Gelsenkirchen-Beckhausen. Wegen der Corona-Pandemie ist das Sommersemester an der Westfälischen Hochschule in Gelsenkirchen digital gestartet. Eine Herausforderung.

Wenn Bernd Kriegesmann in diesen Tagen an seinen Arbeitsplatz kommt, liegt vor ihm ein sehr langer, völlig verlassener Gang. "Das ist schon ein bisschen gruselig", sagt der Präsident der Westfälische Hochschule. Sonst bevölkern Studenten die Tische und Bänke entlang des Flurs, stecken die Köpfe zum Lernen zusammen. Doch wegen der Covid-19-Pandemie dürfen sie zurzeit nicht in die Fachhochschule kommen. Das Sommersemester ist in Gelsenkirchen trotzdem am 20. April gestartet. Komplett digital.

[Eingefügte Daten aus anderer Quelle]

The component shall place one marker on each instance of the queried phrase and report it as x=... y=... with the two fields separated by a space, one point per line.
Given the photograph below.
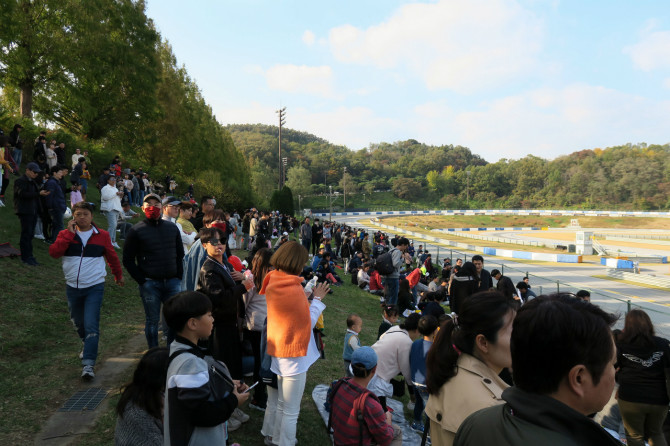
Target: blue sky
x=505 y=78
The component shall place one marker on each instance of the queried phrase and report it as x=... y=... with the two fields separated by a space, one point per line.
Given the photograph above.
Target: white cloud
x=461 y=46
x=651 y=52
x=316 y=81
x=545 y=122
x=308 y=38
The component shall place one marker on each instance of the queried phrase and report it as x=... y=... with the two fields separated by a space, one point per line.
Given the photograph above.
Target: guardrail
x=542 y=212
x=540 y=284
x=639 y=278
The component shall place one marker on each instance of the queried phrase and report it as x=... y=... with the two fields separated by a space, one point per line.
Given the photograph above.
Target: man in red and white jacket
x=82 y=246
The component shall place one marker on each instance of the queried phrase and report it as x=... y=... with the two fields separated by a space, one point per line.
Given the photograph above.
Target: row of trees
x=100 y=71
x=624 y=177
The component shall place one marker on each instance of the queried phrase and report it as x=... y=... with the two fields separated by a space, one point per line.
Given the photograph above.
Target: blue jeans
x=17 y=154
x=392 y=287
x=56 y=223
x=84 y=305
x=27 y=233
x=112 y=219
x=154 y=292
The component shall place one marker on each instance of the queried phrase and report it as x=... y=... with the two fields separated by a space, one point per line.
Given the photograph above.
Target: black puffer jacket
x=153 y=250
x=26 y=196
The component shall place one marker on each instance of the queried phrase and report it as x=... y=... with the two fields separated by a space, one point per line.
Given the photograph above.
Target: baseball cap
x=365 y=356
x=154 y=196
x=171 y=201
x=34 y=167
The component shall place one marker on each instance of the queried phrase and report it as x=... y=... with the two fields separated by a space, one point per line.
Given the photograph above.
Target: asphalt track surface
x=610 y=295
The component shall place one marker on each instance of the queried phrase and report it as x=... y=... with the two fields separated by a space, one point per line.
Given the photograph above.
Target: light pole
x=330 y=218
x=284 y=164
x=345 y=190
x=467 y=190
x=282 y=121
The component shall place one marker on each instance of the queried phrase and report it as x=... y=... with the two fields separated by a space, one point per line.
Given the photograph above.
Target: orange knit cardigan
x=289 y=323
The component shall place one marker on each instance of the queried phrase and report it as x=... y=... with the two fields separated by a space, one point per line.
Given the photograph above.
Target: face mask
x=219 y=225
x=152 y=212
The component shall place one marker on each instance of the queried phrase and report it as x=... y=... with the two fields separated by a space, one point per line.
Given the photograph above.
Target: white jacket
x=109 y=200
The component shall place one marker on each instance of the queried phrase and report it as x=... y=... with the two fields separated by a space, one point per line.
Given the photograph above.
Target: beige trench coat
x=474 y=387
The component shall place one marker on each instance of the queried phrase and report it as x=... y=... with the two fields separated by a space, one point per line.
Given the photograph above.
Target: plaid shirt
x=346 y=426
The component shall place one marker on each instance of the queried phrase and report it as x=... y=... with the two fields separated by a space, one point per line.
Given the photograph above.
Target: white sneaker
x=240 y=416
x=87 y=373
x=233 y=424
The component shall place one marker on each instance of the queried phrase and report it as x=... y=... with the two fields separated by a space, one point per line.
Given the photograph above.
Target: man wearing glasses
x=153 y=255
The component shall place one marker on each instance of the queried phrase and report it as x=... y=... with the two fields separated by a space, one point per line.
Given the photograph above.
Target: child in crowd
x=363 y=277
x=351 y=341
x=428 y=326
x=389 y=318
x=140 y=408
x=376 y=286
x=200 y=396
x=75 y=194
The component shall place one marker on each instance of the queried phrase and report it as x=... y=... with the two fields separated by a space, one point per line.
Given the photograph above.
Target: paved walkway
x=65 y=427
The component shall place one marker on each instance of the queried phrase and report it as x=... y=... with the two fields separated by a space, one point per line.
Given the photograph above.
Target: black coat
x=26 y=196
x=153 y=250
x=226 y=295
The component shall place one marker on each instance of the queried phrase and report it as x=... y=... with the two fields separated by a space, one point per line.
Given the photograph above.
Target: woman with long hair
x=140 y=408
x=463 y=365
x=290 y=336
x=256 y=310
x=643 y=398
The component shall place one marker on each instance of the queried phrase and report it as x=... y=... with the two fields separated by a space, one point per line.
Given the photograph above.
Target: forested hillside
x=621 y=177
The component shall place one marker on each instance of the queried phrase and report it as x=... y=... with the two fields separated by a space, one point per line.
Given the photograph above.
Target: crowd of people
x=501 y=366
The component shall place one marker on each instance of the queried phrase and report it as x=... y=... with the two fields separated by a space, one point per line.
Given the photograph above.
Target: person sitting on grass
x=351 y=341
x=357 y=417
x=389 y=319
x=140 y=408
x=201 y=395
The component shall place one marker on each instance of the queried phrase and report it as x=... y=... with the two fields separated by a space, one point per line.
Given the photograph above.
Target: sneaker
x=87 y=373
x=233 y=424
x=417 y=427
x=240 y=416
x=268 y=441
x=256 y=405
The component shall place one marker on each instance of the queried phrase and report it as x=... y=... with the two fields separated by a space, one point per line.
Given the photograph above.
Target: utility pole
x=282 y=121
x=284 y=164
x=467 y=190
x=330 y=218
x=345 y=189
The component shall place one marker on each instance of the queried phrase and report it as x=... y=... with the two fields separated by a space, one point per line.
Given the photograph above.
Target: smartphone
x=251 y=387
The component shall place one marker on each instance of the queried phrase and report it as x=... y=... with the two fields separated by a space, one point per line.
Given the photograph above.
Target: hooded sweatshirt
x=289 y=322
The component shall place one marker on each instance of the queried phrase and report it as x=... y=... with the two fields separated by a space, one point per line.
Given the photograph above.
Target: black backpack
x=384 y=264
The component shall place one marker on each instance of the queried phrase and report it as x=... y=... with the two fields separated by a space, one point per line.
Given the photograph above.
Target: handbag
x=398 y=387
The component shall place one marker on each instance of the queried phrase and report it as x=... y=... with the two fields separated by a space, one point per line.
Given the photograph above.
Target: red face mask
x=219 y=225
x=152 y=212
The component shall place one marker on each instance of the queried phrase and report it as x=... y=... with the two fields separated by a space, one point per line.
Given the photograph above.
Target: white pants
x=270 y=411
x=290 y=390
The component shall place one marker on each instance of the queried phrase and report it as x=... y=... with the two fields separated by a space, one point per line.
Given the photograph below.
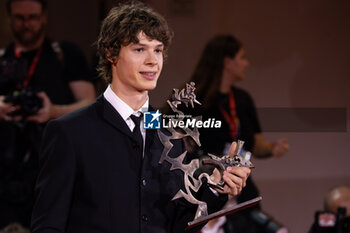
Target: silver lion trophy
x=187 y=97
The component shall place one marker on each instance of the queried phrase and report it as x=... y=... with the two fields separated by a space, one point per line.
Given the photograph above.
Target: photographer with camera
x=39 y=80
x=335 y=218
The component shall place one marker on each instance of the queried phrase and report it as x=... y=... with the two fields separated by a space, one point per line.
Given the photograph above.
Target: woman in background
x=222 y=65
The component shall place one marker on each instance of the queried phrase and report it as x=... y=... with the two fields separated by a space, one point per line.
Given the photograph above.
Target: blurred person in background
x=40 y=80
x=221 y=66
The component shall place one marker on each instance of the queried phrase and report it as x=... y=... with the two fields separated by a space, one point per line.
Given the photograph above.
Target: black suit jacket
x=89 y=181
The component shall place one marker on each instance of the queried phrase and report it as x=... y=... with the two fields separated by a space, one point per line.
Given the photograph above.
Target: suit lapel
x=113 y=117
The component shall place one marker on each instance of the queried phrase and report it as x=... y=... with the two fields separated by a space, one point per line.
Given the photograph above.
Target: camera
x=327 y=222
x=12 y=73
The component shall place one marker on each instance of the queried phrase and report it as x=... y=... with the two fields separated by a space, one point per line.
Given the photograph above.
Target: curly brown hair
x=122 y=26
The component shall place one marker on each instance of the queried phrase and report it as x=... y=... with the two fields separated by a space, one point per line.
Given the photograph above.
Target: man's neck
x=28 y=47
x=134 y=100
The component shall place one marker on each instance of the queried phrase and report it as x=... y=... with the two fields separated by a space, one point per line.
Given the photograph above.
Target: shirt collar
x=123 y=108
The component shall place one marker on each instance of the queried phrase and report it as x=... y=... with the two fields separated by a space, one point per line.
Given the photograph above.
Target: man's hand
x=45 y=113
x=6 y=109
x=235 y=177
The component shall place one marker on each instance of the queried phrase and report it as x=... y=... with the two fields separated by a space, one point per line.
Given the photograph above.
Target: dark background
x=300 y=57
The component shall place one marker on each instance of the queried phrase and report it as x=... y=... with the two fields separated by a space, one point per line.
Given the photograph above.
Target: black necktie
x=137 y=133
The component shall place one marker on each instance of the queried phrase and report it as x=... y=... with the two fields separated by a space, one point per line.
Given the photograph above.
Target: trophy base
x=224 y=212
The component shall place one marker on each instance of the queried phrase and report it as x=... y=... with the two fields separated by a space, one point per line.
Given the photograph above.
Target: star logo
x=151 y=120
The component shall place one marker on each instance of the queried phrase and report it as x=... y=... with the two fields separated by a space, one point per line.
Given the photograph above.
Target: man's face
x=138 y=66
x=28 y=21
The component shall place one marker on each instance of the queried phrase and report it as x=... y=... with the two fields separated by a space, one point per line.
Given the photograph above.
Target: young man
x=96 y=176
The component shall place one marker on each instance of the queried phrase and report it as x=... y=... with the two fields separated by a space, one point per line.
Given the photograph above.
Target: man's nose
x=151 y=58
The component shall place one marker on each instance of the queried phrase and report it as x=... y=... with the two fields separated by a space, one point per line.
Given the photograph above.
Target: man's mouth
x=149 y=75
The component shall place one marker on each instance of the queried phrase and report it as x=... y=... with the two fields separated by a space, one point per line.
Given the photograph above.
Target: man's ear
x=110 y=58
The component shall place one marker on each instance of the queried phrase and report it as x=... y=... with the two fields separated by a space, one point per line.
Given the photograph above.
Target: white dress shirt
x=125 y=110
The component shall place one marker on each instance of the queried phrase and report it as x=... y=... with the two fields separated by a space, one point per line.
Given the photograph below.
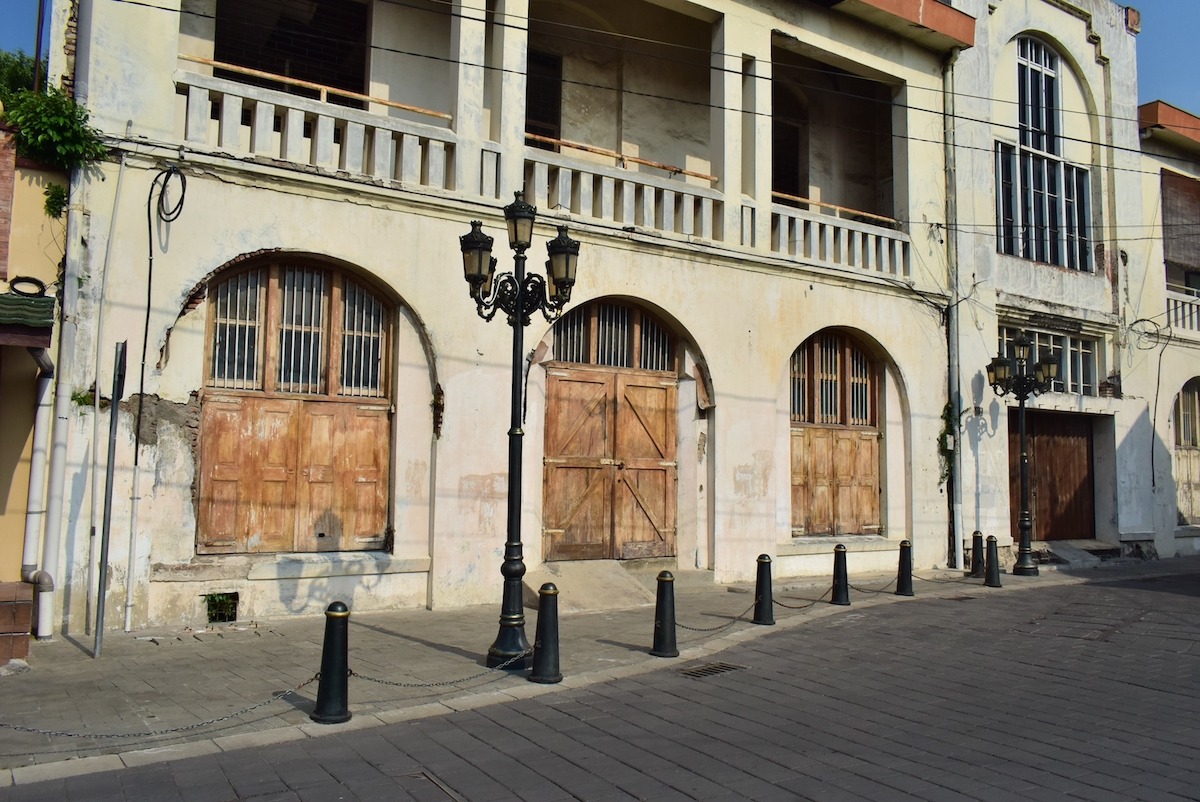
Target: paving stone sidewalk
x=163 y=681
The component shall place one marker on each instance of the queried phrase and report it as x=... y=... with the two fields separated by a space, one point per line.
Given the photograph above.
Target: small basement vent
x=709 y=669
x=222 y=608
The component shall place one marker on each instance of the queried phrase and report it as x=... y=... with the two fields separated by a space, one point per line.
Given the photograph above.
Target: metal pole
x=118 y=390
x=1025 y=563
x=510 y=641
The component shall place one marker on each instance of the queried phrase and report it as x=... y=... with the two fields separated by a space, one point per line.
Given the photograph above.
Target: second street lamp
x=1013 y=375
x=519 y=295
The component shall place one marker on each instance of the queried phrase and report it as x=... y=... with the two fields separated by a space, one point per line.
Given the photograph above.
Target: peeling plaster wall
x=741 y=311
x=1098 y=88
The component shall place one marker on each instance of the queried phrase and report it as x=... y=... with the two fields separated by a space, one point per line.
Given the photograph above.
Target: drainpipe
x=954 y=549
x=35 y=506
x=67 y=330
x=96 y=492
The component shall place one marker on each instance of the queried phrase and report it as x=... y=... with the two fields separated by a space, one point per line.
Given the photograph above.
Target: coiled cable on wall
x=166 y=213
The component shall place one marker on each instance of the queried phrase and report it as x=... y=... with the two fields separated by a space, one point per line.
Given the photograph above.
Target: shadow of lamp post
x=1012 y=375
x=519 y=295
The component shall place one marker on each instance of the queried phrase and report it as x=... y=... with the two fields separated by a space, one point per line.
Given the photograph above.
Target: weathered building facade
x=805 y=229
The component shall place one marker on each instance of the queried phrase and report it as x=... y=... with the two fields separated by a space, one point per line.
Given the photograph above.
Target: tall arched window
x=837 y=440
x=1187 y=453
x=295 y=412
x=1042 y=201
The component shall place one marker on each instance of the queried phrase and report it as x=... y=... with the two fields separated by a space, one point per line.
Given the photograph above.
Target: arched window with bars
x=295 y=412
x=835 y=436
x=610 y=444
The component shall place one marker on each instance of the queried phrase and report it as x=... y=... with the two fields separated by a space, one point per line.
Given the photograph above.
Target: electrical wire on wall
x=165 y=211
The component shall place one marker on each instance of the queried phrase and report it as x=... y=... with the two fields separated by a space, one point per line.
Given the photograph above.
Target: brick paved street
x=1061 y=690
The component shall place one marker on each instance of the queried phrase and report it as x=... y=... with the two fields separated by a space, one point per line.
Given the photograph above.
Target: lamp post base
x=510 y=650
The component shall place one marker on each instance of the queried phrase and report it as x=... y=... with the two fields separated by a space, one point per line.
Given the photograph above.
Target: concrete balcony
x=225 y=117
x=1183 y=313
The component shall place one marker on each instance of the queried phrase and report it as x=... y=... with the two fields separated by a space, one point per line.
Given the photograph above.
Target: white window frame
x=1079 y=366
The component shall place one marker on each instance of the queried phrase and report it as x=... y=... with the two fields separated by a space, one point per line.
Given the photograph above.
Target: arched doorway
x=1187 y=453
x=295 y=417
x=610 y=437
x=837 y=436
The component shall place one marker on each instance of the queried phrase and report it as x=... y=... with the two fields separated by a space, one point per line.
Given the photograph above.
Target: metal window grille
x=571 y=336
x=364 y=322
x=1187 y=416
x=1043 y=203
x=829 y=378
x=237 y=331
x=1078 y=366
x=799 y=370
x=657 y=351
x=861 y=413
x=612 y=336
x=303 y=330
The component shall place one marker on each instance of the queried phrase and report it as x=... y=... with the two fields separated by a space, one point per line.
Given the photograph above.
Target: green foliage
x=55 y=201
x=945 y=438
x=16 y=75
x=53 y=130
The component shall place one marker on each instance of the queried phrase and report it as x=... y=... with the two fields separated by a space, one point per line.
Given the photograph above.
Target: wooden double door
x=835 y=480
x=285 y=474
x=610 y=464
x=1062 y=495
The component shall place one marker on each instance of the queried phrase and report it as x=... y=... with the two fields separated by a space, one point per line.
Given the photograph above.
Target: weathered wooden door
x=281 y=474
x=835 y=480
x=247 y=483
x=1187 y=484
x=610 y=465
x=1061 y=483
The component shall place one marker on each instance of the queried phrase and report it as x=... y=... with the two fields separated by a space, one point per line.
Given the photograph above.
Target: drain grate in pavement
x=420 y=785
x=709 y=670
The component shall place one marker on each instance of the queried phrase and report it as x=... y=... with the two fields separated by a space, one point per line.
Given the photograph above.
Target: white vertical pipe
x=67 y=330
x=35 y=506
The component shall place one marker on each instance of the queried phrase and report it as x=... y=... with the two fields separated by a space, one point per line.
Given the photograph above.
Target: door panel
x=835 y=480
x=645 y=498
x=280 y=474
x=1061 y=482
x=579 y=466
x=1187 y=484
x=610 y=471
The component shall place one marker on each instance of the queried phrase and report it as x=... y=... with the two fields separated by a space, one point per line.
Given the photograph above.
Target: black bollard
x=977 y=569
x=763 y=603
x=904 y=574
x=333 y=696
x=545 y=645
x=840 y=581
x=664 y=617
x=993 y=569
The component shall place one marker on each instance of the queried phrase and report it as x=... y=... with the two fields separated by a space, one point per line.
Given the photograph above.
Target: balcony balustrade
x=1183 y=311
x=222 y=115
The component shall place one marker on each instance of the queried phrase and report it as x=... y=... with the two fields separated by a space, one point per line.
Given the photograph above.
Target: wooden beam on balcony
x=930 y=23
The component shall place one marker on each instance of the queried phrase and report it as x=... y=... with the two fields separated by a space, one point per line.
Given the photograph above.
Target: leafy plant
x=16 y=75
x=53 y=130
x=55 y=201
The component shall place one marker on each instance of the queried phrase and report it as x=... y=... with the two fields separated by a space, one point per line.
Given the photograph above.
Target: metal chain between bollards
x=495 y=670
x=719 y=627
x=871 y=590
x=805 y=605
x=945 y=581
x=174 y=730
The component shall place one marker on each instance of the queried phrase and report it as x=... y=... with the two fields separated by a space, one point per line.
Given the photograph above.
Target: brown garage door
x=1061 y=482
x=610 y=465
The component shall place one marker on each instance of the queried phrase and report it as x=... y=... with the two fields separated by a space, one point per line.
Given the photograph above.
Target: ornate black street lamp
x=1012 y=375
x=519 y=295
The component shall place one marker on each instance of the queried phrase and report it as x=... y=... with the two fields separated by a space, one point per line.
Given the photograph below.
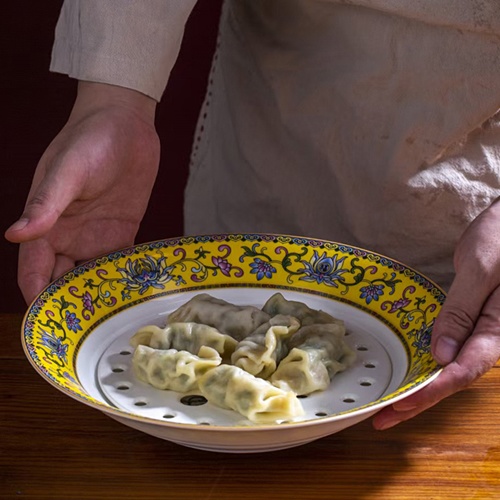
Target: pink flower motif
x=88 y=304
x=222 y=264
x=399 y=304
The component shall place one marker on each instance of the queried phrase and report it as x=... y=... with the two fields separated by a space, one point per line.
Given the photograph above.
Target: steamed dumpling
x=171 y=369
x=317 y=353
x=277 y=304
x=185 y=337
x=231 y=387
x=230 y=319
x=261 y=351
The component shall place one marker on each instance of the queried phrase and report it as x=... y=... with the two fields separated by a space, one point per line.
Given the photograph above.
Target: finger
x=458 y=316
x=36 y=264
x=62 y=265
x=44 y=207
x=480 y=353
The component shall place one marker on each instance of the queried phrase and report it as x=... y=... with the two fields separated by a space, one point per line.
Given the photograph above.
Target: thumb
x=45 y=205
x=457 y=319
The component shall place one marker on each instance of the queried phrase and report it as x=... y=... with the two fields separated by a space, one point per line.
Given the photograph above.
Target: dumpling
x=185 y=337
x=261 y=351
x=317 y=353
x=277 y=304
x=236 y=321
x=231 y=387
x=172 y=369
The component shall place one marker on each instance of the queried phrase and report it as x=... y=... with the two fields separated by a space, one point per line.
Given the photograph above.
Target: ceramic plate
x=76 y=332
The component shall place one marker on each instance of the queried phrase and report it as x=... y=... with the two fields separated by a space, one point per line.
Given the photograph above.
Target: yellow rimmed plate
x=76 y=332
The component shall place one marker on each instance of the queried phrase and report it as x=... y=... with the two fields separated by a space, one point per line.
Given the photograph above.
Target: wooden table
x=52 y=447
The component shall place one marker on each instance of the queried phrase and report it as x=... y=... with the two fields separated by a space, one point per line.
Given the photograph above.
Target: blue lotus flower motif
x=140 y=274
x=323 y=269
x=72 y=322
x=262 y=268
x=54 y=344
x=422 y=338
x=371 y=292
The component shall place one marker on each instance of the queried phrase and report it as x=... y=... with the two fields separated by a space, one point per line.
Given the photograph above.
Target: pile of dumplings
x=250 y=360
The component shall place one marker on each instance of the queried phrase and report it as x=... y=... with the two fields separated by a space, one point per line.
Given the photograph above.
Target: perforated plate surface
x=366 y=381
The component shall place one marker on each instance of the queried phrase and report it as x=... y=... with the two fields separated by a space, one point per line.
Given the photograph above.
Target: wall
x=36 y=103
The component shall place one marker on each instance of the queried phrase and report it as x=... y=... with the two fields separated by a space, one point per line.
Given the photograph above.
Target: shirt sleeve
x=129 y=43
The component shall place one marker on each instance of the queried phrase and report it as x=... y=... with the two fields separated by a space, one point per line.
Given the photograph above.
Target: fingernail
x=404 y=406
x=446 y=350
x=20 y=224
x=387 y=425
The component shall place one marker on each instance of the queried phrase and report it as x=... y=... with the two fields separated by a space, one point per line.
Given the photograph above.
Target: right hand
x=91 y=187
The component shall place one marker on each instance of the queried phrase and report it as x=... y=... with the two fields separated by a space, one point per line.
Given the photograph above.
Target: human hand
x=466 y=334
x=91 y=187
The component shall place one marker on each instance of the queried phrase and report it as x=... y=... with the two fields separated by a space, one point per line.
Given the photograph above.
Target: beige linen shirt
x=369 y=122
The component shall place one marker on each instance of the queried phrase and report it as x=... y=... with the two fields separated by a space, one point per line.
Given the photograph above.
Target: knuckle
x=452 y=318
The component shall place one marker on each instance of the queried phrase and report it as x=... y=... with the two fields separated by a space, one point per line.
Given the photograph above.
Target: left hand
x=466 y=334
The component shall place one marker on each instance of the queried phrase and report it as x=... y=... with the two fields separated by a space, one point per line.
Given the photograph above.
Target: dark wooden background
x=35 y=104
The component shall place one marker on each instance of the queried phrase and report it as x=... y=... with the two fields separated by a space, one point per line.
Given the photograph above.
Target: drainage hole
x=366 y=383
x=193 y=400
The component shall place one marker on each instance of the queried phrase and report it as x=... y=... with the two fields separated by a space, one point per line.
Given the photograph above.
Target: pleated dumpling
x=172 y=369
x=231 y=387
x=317 y=353
x=230 y=319
x=277 y=304
x=185 y=337
x=260 y=352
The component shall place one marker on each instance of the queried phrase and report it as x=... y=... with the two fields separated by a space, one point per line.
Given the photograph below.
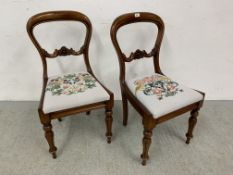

"Wir hatten hinreichend Zeit, uns darauf vorzubereiten, aber es war ein echter Kraftakt", sagt Kriegesmann rückblickend. Rund 100 Professoren mussten ihre Pläne für Vorlesungen, Übungen und Seminare überarbeiten und ganz neue Formate konzipieren. Nun treffen sie Studierende online in Videokonferenzen, versorgen sie über die Plattform Moodle mit Übungsaufgaben oder filmen Tutorials (kurze Erklärvideos) zu einzelnen Inhalten. Ein "irrer Aufwand", so Kriegesmann. Aber so können aktuell trotz Corona alle 30 Studiengänge angeboten werden. Bisher funktioniere das "überwiegend gut".

Praktika sollen nachgeholt werden

Weil der Semesterstart wegen der Pandemie bereits um einige Wochen nach hinten verschoben wurde, müssen trotz aller Bemühungen inhaltliche Abstriche gemacht werden. "Die Studierenden müssen am Ende alle wichtigen Kompetenzen erlangt haben, aber es dürfen durch die Umstände niemandem Nachteile entstehen. Das ist ein Balanceakt", erklärt der Fachhochschulpräsident. Aktuell wird an der WH deshalb verstärkt auf Online-Vorlesungen und Übungen gesetzt. Praktika in den Laboren sollen nachgeholt werden, sobald das wieder erlaubt ist.

Auch die ausgefallenen Prüfungen sollen im Laufe des Semesters nachgeholt werden. Ob Klausuren unter Umständen durch andere Prüfungsformen ersetzt werden können, wird in jedem Fachbereich geprüft. In Härtefällen, etwa wenn Studenten nur noch die Abschlussarbeit fehlt, werden individuelle Lösungen gesucht. Dann dürfen zum Beispiel Laborversuche unter strengen Auflagen durchgeführt oder Bücher aus der Bibliothek abgeholt werden, so Kriegesmann.

Kriegesmann glaubt an Präsenzbetrieb ab Juni

Einen Präsenzbetrieb hält der Präsident ab Juni für realistisch. Dass Studierende und Professoren direkt wieder zum gewohnten Alltag zurückkehren werden, glaubt er jedoch nicht. "Ich gehe nicht von Massenveranstaltungen aus, Übungen und Praktika sollten aber möglich sein." Pläne, unter welchen Voraussetzungen künftig wieder Klausuren stattfinden können, gibt es bereits. Sie setzen vor allem darauf, dass Abstandsregeln eingehalten werden. Listen, wie viele Personen demnach in die Räume dürfen, hat die Verwaltung schon erstellt.

Damit niemand einen Nachteil durch die Umstellung hat, sollen Studenten für Prüfungen aus diesem Sommersemester einen Extra-Versuch bekommen, erklärt Kriegesmann. Wer also eine Prüfung, auf die er sich nur online vorbereiten konnte, nicht besteht, hat noch drei weitere Anläufe statt wie bisher zwei.

Verwaltung arbeitet im Schichtbetrieb

Während die Studenten nicht an die Hochschule kommen dürfen, arbeitet die Verwaltung auf Hochtouren, um das digitale Semester zu organisieren. Aus Infektionsschutzgründen wurde ein Schichtbetrieb eingerichtet.

Bernd Kriegesmann lobt deswegen nicht nur das enorme Engagement der Lehrenden, sondern auch aller anderen Angestellten der WH, die gerade "Außergewöhnliches leisten".